The double standard in the US-Israel relations was revealed in 2015, when PM Netanyahu addressed the joint session of the US Congress. He presented Israel’s security concerns over the impending Iran nuclear deal. There was nothing partisan about his speech and he sought to clarify to the Obama administration that the known parameters of the nuclear deal will not deter Iran from becoming a nuclear threshold state. Netanyahu was condemned in the US media and by many Democrats in Congress as interfering in US affairs. Conversely, the Biden administration is warning Israel about Netanyahu’s coalition partners, which is indeed a direct interference in Israeli domestic affairs, and of a democratically elected government. While the nuclear deal with Iran directly and dangerously impacted on Israel, the US telling Israel’s PM that he should reconsider his coalition partners doesn’t have any bearing on US interests.
And this is not the first time a US administration laid a “heavy hand” on Israel, seeking to manipulate and exact concessions from the Jewish state, while treading gently with its Arab and Palestinian adversaries. President Obama’s Secretary of State John Kerry called for “reassessment” of the US-Israeli relations following the breakdown of the negotiations he conducted in 2014. Similarly, President Bush Sr., held up loan guarantees to Israel and demanded that the Itzhak Shamir’s Likud government stop construction in Judea and Samaria, and join a peace conference with the Palestinians. Israel needed the loan guarantees to absorb over a million Jews from the former Soviet Union. During that spat with Israel, Bush Sr. declared “I heard today there was something like 1000 lobbyists on the Hill working on the other side of the question. We have got one lonely guy down here doing it.”
Judea and Samaria, also known at the West Bank, was the historical heart of biblical Israel. Following the Six Day War of 1967, the UN Security Council Resolution 242 never prohibited Jewish settlement there. It was confirmed by the late Professor Eugene Rostow who served as dean of the Yale University Law School, and as President Lyndon Johnson’s Undersecretary of State for Political Affairs, and dealt with the drafting of UNSC Resolution 242, wrote in a NYT opinion piece in 1991, that “Israel has an unassailable legal right to establish settlements in the West Bank. The West Bank is part of the British Mandate in Palestine which included Israel, Jordan, as well as certain other territories not yet generally recognized as belonging to either country. While Jewish settlement east of the Jordan River was suspended in 1922, such settlement remains legal in the West Bank.”
Perhaps the most famous “reassessment,” was done by President Ford and his Secretary of State Henry Kissinger in 1975. Kissinger fell in love with Egypt’s President Anwar Sadat, and pressured Israel to make territorial concessions to Egypt, which at the time appeared detrimental to Israeli security. Kissinger ordered a halt to Israel’s request for arms until they complied with his plans. Israel had to make unilateral concessions to satisfy Kissinger.

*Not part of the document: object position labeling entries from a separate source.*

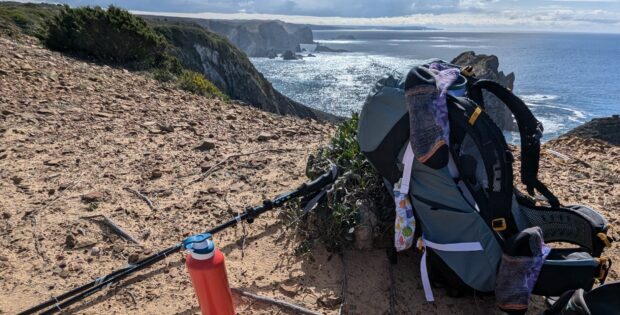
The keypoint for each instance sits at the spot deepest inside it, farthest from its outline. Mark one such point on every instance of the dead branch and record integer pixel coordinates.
(99, 218)
(141, 196)
(343, 292)
(213, 168)
(33, 217)
(296, 308)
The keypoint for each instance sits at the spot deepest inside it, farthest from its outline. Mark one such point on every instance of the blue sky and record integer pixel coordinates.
(559, 15)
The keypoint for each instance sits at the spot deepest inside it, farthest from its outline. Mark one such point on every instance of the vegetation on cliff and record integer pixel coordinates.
(335, 221)
(165, 49)
(28, 18)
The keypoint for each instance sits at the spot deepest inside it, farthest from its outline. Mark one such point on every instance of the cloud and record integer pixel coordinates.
(578, 15)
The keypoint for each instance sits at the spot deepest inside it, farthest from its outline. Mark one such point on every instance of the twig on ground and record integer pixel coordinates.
(344, 284)
(113, 226)
(213, 168)
(296, 308)
(141, 196)
(133, 298)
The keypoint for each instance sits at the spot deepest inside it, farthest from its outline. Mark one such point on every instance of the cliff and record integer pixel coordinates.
(231, 71)
(487, 67)
(256, 38)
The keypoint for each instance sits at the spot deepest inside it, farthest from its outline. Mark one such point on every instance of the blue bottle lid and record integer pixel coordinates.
(199, 244)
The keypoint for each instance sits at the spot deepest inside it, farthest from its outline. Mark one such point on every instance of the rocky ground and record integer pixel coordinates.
(76, 137)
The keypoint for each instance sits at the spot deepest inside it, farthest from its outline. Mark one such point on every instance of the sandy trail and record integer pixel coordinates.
(74, 135)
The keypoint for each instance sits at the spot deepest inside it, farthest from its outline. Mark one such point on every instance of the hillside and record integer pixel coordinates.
(74, 135)
(197, 48)
(231, 71)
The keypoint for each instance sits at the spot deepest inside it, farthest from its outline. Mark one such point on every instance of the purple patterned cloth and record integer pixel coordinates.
(426, 93)
(445, 77)
(518, 274)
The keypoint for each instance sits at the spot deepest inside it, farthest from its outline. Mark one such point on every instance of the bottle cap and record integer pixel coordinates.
(200, 244)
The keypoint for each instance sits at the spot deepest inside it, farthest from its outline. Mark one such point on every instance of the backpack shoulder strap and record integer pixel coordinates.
(530, 130)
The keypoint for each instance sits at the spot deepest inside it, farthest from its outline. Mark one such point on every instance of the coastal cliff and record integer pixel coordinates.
(487, 67)
(70, 128)
(255, 38)
(231, 71)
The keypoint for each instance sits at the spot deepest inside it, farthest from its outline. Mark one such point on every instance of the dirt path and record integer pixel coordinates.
(74, 136)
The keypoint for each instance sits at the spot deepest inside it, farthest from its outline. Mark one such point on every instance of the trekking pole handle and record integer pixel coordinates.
(323, 180)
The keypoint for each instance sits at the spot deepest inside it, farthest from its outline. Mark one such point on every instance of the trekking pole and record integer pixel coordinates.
(63, 301)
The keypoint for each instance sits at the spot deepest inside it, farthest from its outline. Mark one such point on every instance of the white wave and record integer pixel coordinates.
(538, 97)
(460, 46)
(340, 41)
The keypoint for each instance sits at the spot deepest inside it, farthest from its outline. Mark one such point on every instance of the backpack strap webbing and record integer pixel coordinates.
(530, 130)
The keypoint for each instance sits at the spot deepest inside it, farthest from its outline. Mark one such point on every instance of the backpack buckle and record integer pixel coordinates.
(605, 239)
(499, 224)
(604, 266)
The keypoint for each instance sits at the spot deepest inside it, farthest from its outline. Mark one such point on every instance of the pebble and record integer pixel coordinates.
(156, 174)
(95, 251)
(93, 196)
(205, 146)
(262, 137)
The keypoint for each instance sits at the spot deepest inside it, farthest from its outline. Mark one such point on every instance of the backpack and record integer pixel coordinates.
(469, 223)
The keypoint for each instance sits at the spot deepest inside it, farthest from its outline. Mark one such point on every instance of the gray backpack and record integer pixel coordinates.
(469, 225)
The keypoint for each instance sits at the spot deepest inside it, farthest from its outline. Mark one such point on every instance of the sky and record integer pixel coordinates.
(484, 15)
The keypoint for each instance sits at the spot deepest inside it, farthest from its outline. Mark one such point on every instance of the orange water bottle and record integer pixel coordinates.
(208, 272)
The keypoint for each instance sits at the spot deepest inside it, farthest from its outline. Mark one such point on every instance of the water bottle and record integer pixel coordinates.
(205, 264)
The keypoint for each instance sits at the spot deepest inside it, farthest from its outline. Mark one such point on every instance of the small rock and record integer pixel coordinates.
(156, 174)
(54, 162)
(27, 67)
(70, 241)
(133, 258)
(118, 248)
(93, 196)
(165, 128)
(264, 137)
(17, 180)
(289, 290)
(205, 166)
(329, 301)
(205, 146)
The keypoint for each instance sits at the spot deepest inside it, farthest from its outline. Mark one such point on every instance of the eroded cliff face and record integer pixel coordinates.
(231, 71)
(255, 38)
(487, 67)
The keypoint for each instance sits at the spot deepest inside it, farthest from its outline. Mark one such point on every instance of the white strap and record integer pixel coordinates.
(454, 247)
(408, 163)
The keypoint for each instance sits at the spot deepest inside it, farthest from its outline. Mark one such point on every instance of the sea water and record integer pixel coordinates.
(566, 79)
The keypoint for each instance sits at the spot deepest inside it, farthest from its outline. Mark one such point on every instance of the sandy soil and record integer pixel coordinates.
(74, 135)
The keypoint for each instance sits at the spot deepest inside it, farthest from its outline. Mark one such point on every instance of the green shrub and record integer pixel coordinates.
(335, 220)
(197, 83)
(28, 18)
(112, 36)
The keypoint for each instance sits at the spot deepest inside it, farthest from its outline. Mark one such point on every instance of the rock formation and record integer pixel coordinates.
(487, 67)
(231, 71)
(255, 38)
(289, 55)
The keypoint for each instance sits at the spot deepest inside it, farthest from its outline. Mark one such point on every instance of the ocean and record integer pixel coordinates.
(566, 79)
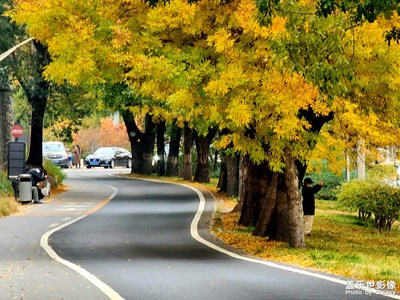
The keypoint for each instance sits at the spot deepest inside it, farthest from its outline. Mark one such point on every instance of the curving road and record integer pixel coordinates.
(137, 239)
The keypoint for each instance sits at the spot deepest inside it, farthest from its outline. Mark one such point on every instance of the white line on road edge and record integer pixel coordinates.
(44, 242)
(195, 234)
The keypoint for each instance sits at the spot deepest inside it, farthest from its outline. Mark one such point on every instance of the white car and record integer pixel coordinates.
(56, 152)
(109, 157)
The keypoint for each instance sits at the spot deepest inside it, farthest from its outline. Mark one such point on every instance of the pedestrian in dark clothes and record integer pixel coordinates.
(38, 177)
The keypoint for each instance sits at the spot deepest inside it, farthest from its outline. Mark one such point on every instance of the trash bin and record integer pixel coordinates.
(25, 187)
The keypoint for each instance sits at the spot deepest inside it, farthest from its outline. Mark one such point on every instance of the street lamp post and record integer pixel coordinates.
(8, 52)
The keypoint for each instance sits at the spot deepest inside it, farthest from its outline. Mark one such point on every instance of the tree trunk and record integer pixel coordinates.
(271, 201)
(161, 148)
(5, 120)
(253, 187)
(186, 172)
(295, 212)
(229, 175)
(202, 173)
(173, 154)
(142, 144)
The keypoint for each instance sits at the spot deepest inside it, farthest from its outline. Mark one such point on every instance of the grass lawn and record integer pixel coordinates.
(340, 244)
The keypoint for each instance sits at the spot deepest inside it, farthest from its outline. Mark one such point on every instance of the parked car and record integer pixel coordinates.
(56, 152)
(109, 157)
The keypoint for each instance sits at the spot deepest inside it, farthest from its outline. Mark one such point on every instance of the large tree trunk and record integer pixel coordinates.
(173, 154)
(295, 212)
(5, 120)
(186, 172)
(229, 175)
(253, 187)
(202, 173)
(271, 201)
(142, 144)
(161, 148)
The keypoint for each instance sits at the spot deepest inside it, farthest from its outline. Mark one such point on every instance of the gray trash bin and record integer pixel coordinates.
(25, 187)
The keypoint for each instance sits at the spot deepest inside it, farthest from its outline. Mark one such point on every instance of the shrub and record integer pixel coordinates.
(5, 185)
(56, 176)
(372, 198)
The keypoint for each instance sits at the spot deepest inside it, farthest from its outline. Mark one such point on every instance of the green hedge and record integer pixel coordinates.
(371, 197)
(56, 176)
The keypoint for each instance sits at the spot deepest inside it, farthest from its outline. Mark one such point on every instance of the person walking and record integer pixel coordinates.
(308, 192)
(39, 175)
(76, 159)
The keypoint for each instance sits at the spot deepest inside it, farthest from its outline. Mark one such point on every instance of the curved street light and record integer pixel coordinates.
(8, 52)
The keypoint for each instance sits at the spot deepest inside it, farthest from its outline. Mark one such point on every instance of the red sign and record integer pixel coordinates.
(17, 131)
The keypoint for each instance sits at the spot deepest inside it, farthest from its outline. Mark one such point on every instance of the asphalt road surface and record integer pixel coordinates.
(110, 237)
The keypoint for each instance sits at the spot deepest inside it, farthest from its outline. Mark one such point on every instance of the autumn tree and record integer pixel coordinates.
(267, 75)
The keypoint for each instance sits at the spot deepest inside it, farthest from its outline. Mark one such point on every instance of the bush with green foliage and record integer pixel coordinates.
(372, 198)
(56, 176)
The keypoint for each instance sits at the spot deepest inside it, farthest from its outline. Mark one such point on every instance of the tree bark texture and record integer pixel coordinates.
(254, 183)
(271, 201)
(173, 154)
(229, 175)
(202, 173)
(186, 172)
(161, 148)
(142, 144)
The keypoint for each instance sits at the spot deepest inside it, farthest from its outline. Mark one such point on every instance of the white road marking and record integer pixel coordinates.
(195, 234)
(54, 225)
(44, 242)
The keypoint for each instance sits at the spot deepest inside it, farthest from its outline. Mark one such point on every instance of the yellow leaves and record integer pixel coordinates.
(221, 40)
(172, 14)
(181, 99)
(246, 16)
(122, 35)
(239, 113)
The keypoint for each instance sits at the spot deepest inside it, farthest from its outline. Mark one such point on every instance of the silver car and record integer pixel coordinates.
(56, 152)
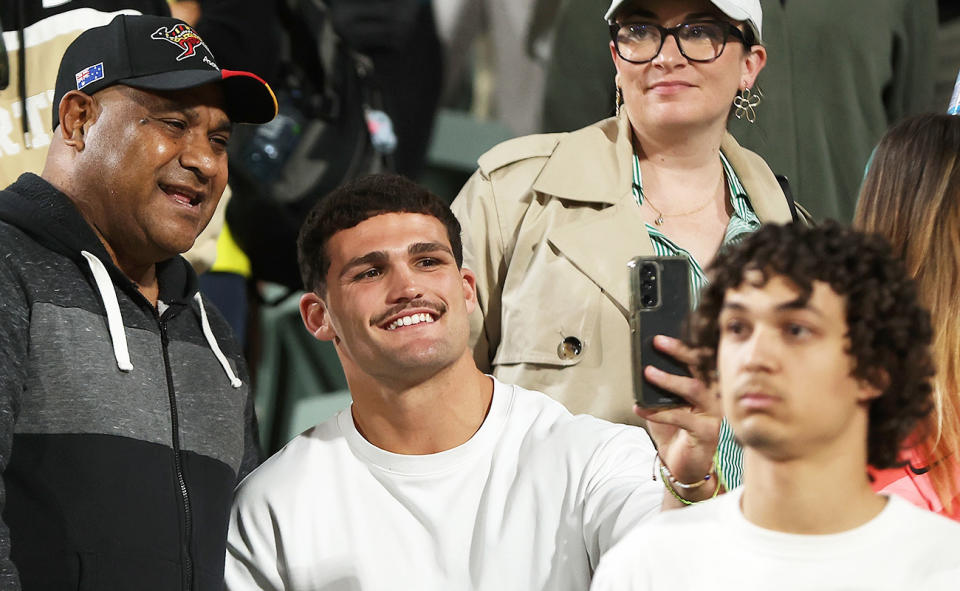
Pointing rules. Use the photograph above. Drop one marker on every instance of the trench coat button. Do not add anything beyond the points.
(569, 348)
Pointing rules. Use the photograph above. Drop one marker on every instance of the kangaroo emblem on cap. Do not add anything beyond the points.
(182, 36)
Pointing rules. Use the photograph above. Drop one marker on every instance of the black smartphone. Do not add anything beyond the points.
(659, 304)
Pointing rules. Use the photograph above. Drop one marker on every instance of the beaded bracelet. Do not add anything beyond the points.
(669, 480)
(669, 476)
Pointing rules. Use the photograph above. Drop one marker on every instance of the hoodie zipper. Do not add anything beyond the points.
(177, 462)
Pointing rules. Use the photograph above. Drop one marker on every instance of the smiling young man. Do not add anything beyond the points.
(438, 476)
(125, 421)
(820, 350)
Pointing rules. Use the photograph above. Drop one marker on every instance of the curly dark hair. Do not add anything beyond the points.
(356, 201)
(889, 332)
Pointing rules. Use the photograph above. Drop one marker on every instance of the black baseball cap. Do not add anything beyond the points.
(157, 53)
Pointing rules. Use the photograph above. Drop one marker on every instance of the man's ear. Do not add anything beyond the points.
(874, 386)
(469, 289)
(313, 311)
(78, 111)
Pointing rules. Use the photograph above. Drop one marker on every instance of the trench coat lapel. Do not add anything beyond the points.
(601, 247)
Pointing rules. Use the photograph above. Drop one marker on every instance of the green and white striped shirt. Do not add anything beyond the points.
(742, 222)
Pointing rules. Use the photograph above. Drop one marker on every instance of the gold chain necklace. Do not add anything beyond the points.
(660, 216)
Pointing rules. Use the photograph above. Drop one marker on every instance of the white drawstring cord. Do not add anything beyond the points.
(114, 320)
(214, 346)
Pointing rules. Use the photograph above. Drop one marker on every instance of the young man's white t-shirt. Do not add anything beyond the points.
(712, 546)
(529, 503)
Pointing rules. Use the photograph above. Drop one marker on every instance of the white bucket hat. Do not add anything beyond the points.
(739, 10)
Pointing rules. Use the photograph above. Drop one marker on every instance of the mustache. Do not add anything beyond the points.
(440, 309)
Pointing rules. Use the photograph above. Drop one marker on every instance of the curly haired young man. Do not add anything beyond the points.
(819, 350)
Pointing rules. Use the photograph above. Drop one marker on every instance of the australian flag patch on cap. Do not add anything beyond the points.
(89, 75)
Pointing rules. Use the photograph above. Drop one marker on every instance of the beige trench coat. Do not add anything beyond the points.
(549, 224)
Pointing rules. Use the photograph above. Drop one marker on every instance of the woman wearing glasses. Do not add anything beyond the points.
(550, 221)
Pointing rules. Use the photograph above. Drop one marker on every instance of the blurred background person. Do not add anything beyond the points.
(551, 221)
(839, 74)
(911, 197)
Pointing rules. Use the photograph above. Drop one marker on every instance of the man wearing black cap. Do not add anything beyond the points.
(125, 418)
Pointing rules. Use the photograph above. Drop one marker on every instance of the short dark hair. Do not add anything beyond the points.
(358, 200)
(888, 330)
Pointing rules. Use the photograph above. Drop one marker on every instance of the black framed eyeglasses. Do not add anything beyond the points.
(639, 43)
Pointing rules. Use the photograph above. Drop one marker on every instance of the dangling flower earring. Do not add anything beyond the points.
(746, 103)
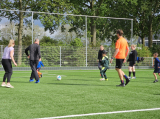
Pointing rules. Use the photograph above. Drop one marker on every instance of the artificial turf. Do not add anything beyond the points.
(79, 92)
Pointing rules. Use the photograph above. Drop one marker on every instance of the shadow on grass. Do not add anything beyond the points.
(20, 81)
(156, 94)
(77, 84)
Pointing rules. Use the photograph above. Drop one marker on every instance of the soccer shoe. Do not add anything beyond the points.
(106, 79)
(31, 80)
(133, 77)
(102, 79)
(127, 81)
(3, 84)
(121, 85)
(155, 81)
(9, 86)
(37, 81)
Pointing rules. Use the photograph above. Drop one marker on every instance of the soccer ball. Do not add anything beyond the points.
(59, 77)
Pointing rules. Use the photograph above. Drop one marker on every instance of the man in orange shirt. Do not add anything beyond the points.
(120, 54)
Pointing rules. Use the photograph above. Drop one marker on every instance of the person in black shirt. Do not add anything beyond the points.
(34, 57)
(132, 61)
(100, 57)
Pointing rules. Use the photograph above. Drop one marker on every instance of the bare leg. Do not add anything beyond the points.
(120, 73)
(155, 75)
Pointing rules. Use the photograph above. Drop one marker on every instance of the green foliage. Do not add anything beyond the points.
(4, 41)
(143, 51)
(155, 48)
(79, 92)
(76, 42)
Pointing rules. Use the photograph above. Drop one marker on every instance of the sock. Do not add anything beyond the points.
(122, 81)
(105, 76)
(134, 74)
(125, 76)
(129, 74)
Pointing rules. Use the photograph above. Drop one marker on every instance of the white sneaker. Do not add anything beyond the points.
(102, 79)
(3, 85)
(133, 77)
(9, 86)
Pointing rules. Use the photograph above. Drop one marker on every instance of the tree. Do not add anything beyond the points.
(17, 16)
(76, 42)
(146, 15)
(65, 36)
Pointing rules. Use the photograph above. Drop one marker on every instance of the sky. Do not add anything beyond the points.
(4, 21)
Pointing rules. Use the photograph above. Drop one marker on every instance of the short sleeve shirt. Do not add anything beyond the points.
(122, 45)
(6, 54)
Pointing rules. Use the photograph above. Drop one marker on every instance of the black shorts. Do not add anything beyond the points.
(131, 64)
(38, 69)
(156, 71)
(119, 63)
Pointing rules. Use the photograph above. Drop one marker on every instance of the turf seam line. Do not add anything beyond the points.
(101, 113)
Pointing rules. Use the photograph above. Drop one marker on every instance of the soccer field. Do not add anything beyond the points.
(80, 92)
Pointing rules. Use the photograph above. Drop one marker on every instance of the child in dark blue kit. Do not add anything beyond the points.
(156, 66)
(38, 68)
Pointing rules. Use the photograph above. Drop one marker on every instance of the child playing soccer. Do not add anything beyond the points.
(156, 67)
(38, 68)
(104, 64)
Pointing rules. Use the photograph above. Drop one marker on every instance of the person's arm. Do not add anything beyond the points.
(98, 56)
(115, 53)
(42, 64)
(157, 60)
(127, 51)
(11, 55)
(134, 57)
(26, 51)
(39, 53)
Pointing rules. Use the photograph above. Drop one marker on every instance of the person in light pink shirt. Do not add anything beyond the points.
(6, 62)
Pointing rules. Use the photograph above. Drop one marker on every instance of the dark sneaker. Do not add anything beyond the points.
(37, 81)
(31, 80)
(155, 81)
(121, 85)
(127, 81)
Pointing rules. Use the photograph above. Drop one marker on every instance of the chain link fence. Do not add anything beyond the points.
(67, 57)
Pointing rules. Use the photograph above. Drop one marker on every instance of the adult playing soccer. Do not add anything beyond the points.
(121, 52)
(34, 57)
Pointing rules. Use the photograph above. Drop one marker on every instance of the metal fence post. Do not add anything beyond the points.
(32, 27)
(109, 55)
(86, 38)
(1, 51)
(131, 31)
(60, 56)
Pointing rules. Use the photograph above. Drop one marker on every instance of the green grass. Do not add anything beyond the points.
(79, 92)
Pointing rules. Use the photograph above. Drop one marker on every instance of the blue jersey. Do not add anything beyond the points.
(39, 64)
(156, 63)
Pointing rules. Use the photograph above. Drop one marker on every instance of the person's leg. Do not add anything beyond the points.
(130, 70)
(156, 80)
(134, 72)
(155, 75)
(99, 66)
(9, 67)
(34, 73)
(102, 74)
(35, 68)
(105, 76)
(6, 72)
(120, 73)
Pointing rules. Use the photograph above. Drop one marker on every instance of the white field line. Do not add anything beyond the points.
(101, 113)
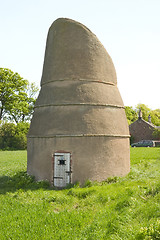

Making premature judgement on Netanyahu’s coalition government before it has begun to function is patently unfair. Secretary of State Antony Blinken was right when he said that the “Biden administration will judge the next coalition based on its policies rather than the personalities of those who make up what is being described as the most right-wing cabinet in Israeli history.” Blinken is correct but his administration should respect the choice of the Israeli people without labels, and negative characterizations.